Il y a cependant plus de trois cents ans qu'un pêcheur de Strasbourg, L. Baldner, avait affirmé que la Lamproie subit des métamorphoses et que le Lamprillon n'en est que la larve. Le fait resta absolument inconnu jusqu'en 1856, époque à laquelle Auguste Müller et Max Schultze le découvrirent à nouveau. Les changements que subit l'ammocète dans ses métamorphoses ont depuis été figurés par Émile Blanchard.

« Lorsque la Lamproie, écrit ce naturaliste, n'a pas encore subi ses métamorphoses, lorsqu'elle est à l'état d'ammocète, elle diffère complètement de l'adulte. Son corps, au moment où elle a pris sa croissance entière, n'est pas moins long, mais il est moins cylindrique : sa bouche n'est pas arrondie, elle affecte la forme d'un fer à cheval, la lèvre inférieure formant une saillie en avant, et cette bouche est complètement dépourvue de dents. Lorsque cette larve commence à subir les changements qui vont l'amener à l'état de Lamproie, on voit la bouche qui commence à devenir circulaire; les lèvres prennent davantage la forme de bourrelets; l'oeil, peu distinct chez la larve et comme voilé, devient plus apparent. La bouche s'arrondit enfin d'une manière à peu près complète; les dents paraissent, d'abord fort petites, mais elles acquièrent rapidement la forme et le volume qui les caractérisent chez l'adulte; la peau devient plus argentée; les orifices branchiaux se garnissent d'un rebord en saillie comme celui d'une boutonnière. Rien de plus facile que de suivre jour pour jour ces changements, si l'on est en situation d'observer des ammocètes ou larves de Lamproies arrivées au temps de leurs métamorphoses.
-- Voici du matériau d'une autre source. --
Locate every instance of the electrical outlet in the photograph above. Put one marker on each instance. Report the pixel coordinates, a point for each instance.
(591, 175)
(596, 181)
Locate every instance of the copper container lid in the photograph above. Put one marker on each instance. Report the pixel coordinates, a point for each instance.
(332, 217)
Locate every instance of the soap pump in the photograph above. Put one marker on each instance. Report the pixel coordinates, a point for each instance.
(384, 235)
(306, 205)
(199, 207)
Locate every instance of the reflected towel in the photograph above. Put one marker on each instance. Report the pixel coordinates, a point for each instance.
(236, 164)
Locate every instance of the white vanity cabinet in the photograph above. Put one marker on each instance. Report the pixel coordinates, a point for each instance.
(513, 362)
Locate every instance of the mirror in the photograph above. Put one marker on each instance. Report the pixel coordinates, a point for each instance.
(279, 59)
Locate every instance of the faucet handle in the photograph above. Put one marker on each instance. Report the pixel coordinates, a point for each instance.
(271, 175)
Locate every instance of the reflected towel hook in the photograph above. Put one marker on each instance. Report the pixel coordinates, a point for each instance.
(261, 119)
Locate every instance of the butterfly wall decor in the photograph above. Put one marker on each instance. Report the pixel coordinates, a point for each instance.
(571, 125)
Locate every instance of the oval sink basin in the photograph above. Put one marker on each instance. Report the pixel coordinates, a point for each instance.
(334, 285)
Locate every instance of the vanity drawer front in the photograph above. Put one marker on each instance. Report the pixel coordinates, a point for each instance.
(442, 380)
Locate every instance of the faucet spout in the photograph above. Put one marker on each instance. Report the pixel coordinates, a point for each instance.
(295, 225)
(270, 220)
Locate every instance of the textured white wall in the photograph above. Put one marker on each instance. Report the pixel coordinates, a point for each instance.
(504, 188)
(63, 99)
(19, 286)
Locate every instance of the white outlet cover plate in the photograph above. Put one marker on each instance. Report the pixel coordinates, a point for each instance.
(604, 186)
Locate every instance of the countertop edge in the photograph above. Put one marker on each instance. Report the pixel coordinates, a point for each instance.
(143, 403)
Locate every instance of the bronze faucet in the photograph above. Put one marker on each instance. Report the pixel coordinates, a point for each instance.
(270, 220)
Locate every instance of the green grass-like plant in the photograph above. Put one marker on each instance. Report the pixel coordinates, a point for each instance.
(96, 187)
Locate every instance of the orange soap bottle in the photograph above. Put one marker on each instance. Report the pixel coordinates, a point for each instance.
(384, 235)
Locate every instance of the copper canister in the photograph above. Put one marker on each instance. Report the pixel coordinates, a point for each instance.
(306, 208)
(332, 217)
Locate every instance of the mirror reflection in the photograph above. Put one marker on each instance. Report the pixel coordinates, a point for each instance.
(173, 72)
La Lamproie de Planer passe au moins deux années à l'état de larve ou d'Ammocète; ce n'est qu'à sa troisième année, quelquefois peut-être au début de sa quatrième année d'existence, que sa métamorphose s'accomplit. Les Lamproies parvenues à l'état adulte ne tardent guère à effectuer leur ponte, ce qui a lieu pendant les mois de mars et d'avril. Elles périssent sans doute bientôt après cet acte accompli, car elles ne tardent pas à disparaître des eaux où l'on continue à trouver des Ammocètes. » (E. Blanchard, Les Poissons d'eau douce de la France).
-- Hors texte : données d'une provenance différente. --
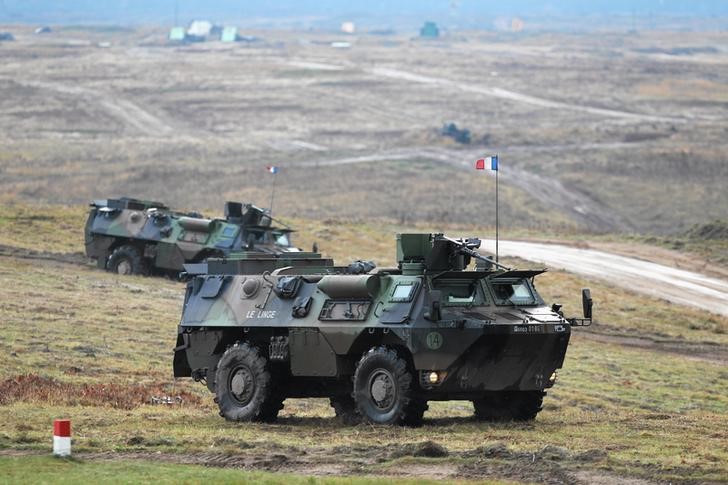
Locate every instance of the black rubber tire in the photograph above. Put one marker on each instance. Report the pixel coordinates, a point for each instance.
(345, 409)
(503, 406)
(243, 387)
(382, 372)
(127, 259)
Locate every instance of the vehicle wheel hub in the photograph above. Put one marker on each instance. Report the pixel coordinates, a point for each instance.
(242, 385)
(382, 390)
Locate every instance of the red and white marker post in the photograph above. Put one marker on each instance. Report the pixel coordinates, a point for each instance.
(62, 437)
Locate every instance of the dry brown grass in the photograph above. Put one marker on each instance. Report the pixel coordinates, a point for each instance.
(48, 391)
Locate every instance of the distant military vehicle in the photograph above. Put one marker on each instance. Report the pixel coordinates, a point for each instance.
(457, 134)
(380, 343)
(130, 236)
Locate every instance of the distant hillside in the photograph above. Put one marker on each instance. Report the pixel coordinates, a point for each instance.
(327, 13)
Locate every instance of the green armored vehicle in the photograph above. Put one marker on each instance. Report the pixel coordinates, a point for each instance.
(130, 236)
(380, 343)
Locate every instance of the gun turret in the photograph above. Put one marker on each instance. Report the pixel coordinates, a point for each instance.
(437, 252)
(468, 247)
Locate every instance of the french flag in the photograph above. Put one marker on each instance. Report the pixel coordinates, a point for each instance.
(493, 161)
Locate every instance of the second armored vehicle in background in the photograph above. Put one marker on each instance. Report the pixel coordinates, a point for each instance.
(130, 236)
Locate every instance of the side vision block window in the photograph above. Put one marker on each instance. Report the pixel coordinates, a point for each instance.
(403, 292)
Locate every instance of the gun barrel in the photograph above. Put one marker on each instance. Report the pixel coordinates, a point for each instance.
(463, 248)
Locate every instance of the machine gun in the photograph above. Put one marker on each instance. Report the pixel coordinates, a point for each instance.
(437, 252)
(468, 247)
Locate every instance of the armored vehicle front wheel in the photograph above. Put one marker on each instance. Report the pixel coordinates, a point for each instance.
(126, 260)
(384, 389)
(243, 386)
(509, 406)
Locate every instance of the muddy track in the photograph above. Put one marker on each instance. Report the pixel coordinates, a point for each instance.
(24, 253)
(549, 191)
(551, 464)
(703, 351)
(128, 113)
(660, 281)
L'ammocète a, en moyenne, une longueur de 0,20 m et l'épaisseur seulement d'une plume d'oie; la tête est très petite; les orifices branchiaux sont placés dans un profond sillon longitudinal; le corps est entouré d'anneaux très nets et leur éclat est argenté mat, passant au jaunâtre vers le dos; l'animal ressemble en un mot, à un premier examen, à un ver.

On constate que l'ammocète habite les fonds sableux ou vaseux et que, comme les vers, il s'enfouit, il se cache dans les endroits obscurs, sous les pierres, dans la vase et redoute avant tout le grand jour; il ne doit se nourrir que des particules organiques que lui apporte le courant, car la bouche n'est pas conformée pour opérer une véritable succion.

Les anciens naturalistes savaient que les Lamproies perdent beaucoup de leur activité et meurent peu de temps après la ponte, quelques-unes même avant de pondre. On savait également que, pendant l'été, on ne trouve plus ou du moins que l'on trouve très rarement l'animal, et que par contre on voit souvent des Lamproies mortes à la surface de l'eau; un naturaliste italien, Panizza, affirma que la Lamproie marine meurt après l'époque du frai. (AE Brehm).